Single-mode fiber allows for a higher capacity to transmit information because it can retain the fidelity of each light pulse over longer distances, and exhibits no dispersion caused by multiple modes. Single-mode fiber also enjoys lower fiber attenuation than multimode fiber. Thus, more information can be transmitted per unit of time. Similar to multimode fiber, early single-mode fiber was generally characterized as step-index fiber, meaning that the refractive index of the fiber core is a step above that of the cladding, rather than graduated as it is in graded-index fiber. Modern single-mode fibers have evolved into more complex designs such as matched clad, depressed clad, and other exotic structures [2].

Single-mode fiber has some disadvantages. The smaller core diameter makes coupling light into the core more difficult (see Fig. 4.5) [2]. The tolerances for singlemode connectors and splices are also much more demanding.

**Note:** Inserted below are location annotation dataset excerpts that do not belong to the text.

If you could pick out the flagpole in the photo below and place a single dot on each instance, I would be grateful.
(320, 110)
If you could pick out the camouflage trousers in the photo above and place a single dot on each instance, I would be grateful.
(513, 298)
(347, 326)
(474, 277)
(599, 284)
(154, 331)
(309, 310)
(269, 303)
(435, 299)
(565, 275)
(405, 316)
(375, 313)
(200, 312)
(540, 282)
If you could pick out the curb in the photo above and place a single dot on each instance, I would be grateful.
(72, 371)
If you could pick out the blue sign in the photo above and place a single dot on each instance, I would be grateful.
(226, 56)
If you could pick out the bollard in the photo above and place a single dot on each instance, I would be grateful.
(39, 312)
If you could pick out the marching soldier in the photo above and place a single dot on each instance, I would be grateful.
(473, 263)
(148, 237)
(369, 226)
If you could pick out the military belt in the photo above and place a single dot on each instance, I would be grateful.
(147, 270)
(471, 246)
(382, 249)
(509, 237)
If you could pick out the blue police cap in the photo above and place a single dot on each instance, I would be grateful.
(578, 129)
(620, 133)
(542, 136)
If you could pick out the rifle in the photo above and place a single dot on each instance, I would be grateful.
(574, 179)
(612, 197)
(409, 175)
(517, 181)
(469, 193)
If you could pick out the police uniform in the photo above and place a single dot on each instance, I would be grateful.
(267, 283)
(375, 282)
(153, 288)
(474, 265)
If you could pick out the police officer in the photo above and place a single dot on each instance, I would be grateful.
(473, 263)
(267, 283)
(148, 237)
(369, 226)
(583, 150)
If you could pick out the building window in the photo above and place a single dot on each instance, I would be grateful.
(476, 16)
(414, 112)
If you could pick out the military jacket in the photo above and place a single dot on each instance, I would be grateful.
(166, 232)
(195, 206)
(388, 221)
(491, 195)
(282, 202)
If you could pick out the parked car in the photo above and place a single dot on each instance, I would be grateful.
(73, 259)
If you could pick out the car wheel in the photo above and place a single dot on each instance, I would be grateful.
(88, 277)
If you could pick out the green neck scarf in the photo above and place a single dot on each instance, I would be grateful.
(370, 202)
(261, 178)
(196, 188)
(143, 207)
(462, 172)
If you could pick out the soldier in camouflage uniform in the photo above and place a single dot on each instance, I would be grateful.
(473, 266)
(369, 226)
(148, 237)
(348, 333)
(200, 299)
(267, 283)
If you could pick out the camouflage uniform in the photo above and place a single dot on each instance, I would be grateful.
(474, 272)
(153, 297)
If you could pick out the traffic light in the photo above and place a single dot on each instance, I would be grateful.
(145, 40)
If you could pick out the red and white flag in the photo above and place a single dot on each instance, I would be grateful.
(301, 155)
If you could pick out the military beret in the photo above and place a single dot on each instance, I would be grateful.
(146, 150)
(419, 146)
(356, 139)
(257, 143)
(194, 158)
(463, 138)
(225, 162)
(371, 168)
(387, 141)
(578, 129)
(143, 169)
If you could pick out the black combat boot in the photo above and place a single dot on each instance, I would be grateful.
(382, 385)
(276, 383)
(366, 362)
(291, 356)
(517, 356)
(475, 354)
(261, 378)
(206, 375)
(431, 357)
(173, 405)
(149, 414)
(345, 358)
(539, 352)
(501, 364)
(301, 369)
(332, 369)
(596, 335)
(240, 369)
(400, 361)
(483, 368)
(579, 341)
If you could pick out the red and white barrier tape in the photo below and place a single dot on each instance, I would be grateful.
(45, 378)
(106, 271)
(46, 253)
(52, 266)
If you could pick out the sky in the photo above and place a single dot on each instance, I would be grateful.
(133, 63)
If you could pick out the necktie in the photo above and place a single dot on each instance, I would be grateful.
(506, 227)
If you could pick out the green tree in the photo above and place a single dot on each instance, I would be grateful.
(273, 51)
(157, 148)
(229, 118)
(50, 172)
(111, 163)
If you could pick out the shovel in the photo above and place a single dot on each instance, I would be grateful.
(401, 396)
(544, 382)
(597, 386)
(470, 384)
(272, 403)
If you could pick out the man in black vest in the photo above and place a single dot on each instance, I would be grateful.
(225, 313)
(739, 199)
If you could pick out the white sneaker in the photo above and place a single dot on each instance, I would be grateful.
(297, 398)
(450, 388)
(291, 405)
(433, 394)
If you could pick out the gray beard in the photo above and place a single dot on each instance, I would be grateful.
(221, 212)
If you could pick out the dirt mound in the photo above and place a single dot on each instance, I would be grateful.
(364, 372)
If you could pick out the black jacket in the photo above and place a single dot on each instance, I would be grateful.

Single-mode fiber has gone through a continuing evolution for several decades now. As a result, there are three basic classes of single-mode fiber used in modern telecommunications systems. The oldest and most widely deployed type is nondispersion- shifted fiber (NDSF). These fibers were initially intended for use near 1310 nm. Later, 1550-nm systems made NDSF undesirable due to its very high dispersion at the 1550-nm wavelength. To address this shortcoming, fiber manufacturers developed dispersion-shifted fiber (DSF), which moved the zero-dispersion point to the 1550-nm region. Years later, scientists discovered that while DSF worked extremely well with a single 1550-nm wavelength, it exhibits serious nonlinearities when multiple, closely spaced wavelengths in the 1550-nm wavelength were transmitted in DWDM systems. Recently, to address the problem of nonlinearities, a new class of fibers was introduced, the non-zero-dispersion-shifted fibers (NZ-DSF). The fiber is available in both positive and negative dispersion varieties and is rapidly becoming the fiber of choice in new fiber deployment. See [2] for more information on this loss mechanism.

Figure 4.6 Cross section of PM fiber.

One additional important variety of single-mode fiber is polarization-maintaining (PM) fiber (see Fig. 4.6) [2]. All other single-mode fibers discussed so far have been capable of carrying randomly polarized light. PM fiber is designed to propagate only one polarization of the input light. This is important for components such as external modulators that require a polarized light input.

Finally, the cross section of a type of PM fiber is shown in Figure 4.6 [2]. This fiber contains a feature not seen in other fiber types. Besides the core, there are two additional circles called stress rods. As their name implies, these stress rods create stress in the core of the fiber such that the transmission of only one polarization plane of light is favored [2].²

2. Single-mode fibers experience nonlinearities that can greatly affect system performance.